This article is intended for hobby programmers like myself but it should be interesting for any programmer out there involved in terrain mapping. I don't consider myself to be an excellent programmer. It could very well be that to guru programmers, my opinion about terrain mapping is utterly ridiculous, but then again, it could also be an eye opener. You decide. For me, the techniques I present here work well. In this article I'm going to explain my personal vision about terrain mapping and especially the very old and simple brute force algorithm.
Terrain mapping techniques
If you type "terrain mapping" into a random search engine on the net, you'll get a huge number of hits, all about terrain mapping and all about making it faster and better looking. In the last few year computers have become increasingly fast and terrain mapping is one of the fields that benefits greatly from this. If you sift through all the info you can see that there are basically 2 approaches to rendering terrain.
My focus is purely on the second type of terrain generation. It has gained enormous popularity over the years because new and faster rendering algorithms have been developed to speed it up greatly!
For my own game project Raid3D I was looking for a good algorithm to render my terrain. I required fast rendering and huge maps (counting terrain in sq. kilometers rather than sq. meters). The oldest and most simple algorithm is simply the brute force approach. A typical brute force renderer simply draws a quad between any 4 adjacent points on the heightmap. This works well and gives the highest quality graphics you can have but it used to be extremely slow. In order to fix the speed problem new algorithms were invented, such as CLOD (Continuous Level Of Detail), which is currently the ruling emperor in terrain mapping.

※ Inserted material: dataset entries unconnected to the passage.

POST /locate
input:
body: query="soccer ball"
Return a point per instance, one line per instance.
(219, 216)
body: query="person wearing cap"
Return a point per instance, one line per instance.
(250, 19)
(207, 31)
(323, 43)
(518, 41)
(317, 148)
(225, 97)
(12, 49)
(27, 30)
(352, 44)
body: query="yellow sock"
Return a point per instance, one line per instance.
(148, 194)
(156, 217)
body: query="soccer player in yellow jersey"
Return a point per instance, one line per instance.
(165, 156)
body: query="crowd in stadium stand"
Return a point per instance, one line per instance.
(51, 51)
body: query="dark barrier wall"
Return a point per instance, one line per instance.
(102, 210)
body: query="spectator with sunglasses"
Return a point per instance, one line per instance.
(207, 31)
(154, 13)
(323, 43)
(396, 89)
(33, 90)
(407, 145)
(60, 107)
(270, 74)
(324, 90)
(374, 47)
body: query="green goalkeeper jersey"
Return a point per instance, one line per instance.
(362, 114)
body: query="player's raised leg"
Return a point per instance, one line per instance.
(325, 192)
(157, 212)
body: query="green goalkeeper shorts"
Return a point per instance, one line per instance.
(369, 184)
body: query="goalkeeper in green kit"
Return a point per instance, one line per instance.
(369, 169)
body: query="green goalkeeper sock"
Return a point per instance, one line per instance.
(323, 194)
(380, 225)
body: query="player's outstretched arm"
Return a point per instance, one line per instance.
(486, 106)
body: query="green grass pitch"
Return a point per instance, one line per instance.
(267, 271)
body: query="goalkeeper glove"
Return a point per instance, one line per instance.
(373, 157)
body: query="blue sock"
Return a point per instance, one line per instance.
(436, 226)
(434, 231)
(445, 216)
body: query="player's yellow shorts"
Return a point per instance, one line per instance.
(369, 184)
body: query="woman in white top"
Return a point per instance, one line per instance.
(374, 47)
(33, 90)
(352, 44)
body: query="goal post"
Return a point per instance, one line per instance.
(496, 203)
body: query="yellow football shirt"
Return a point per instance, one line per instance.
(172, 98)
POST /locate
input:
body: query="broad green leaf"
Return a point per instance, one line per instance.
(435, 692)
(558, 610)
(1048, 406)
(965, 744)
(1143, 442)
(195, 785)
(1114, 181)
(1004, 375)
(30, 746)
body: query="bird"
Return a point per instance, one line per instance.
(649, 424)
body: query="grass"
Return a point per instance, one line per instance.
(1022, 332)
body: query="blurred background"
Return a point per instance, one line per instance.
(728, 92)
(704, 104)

CLOD relies on a simple principle, reducing the amount of polygons that the renderer has to draw. One way of doing this (called Realtime Optimally Adapting Meshes or ROAM) is to split up the terrain in patches (squares) of arbitrary size (e.g. 32x32 points on the heightmap). This patch is then reduced to two triangles, ignoring any heightpoints that are inside the patch. The computer then calculates the eventual triangle position on the screen and compares this to the points on the heightmap that were earlier ignored. If the difference of height in pixels between the triangle and the heightmap is greater than a certain threshold value (e.g. 3 pixels) then the triangle is split in two. After that, the two new triangles are recalculated again, and the process is repeated until the screen error is less than the threshold value. In the end you'll get a list of triangles to display on the screen. The amount is much much smaller than the amount you get when brute force is applied and therefore faster while the quality is still high (maximum error of 3 pixels).
Comparing Brute Force and CLOD
There are two main differences between brute force and CLOD. The first one is CPU overhead. CLOD needs to build a new set of triangles to display every frame. This requires quite a bit of processing power. Brute force always displays the same set of triangles and can therefore precompile all the traingles of the terrain on the 3D accelerator (e.g. using display lists in OpenGL). At rendering time one call is made to the 3D card and the triangles get rendered. This takes much less CPU overhead and the triangles get rendered faster because they are already precompiled.
The second main difference is the way brute force and CLOD use triangles to display terrain. Both algorithms can handle approximately the same numbers of triangles. Brute force handles slightly more because they are precompiled on the 3D card. CLOD however uses more triangles in the areas close to the camera and less near the horizon. Bruce uses the same density everywhere, independent of the camera's position. Therefor brute force cannot display the same quality of landscape as CLOD even though both landscapes are made up of the same number of triangles.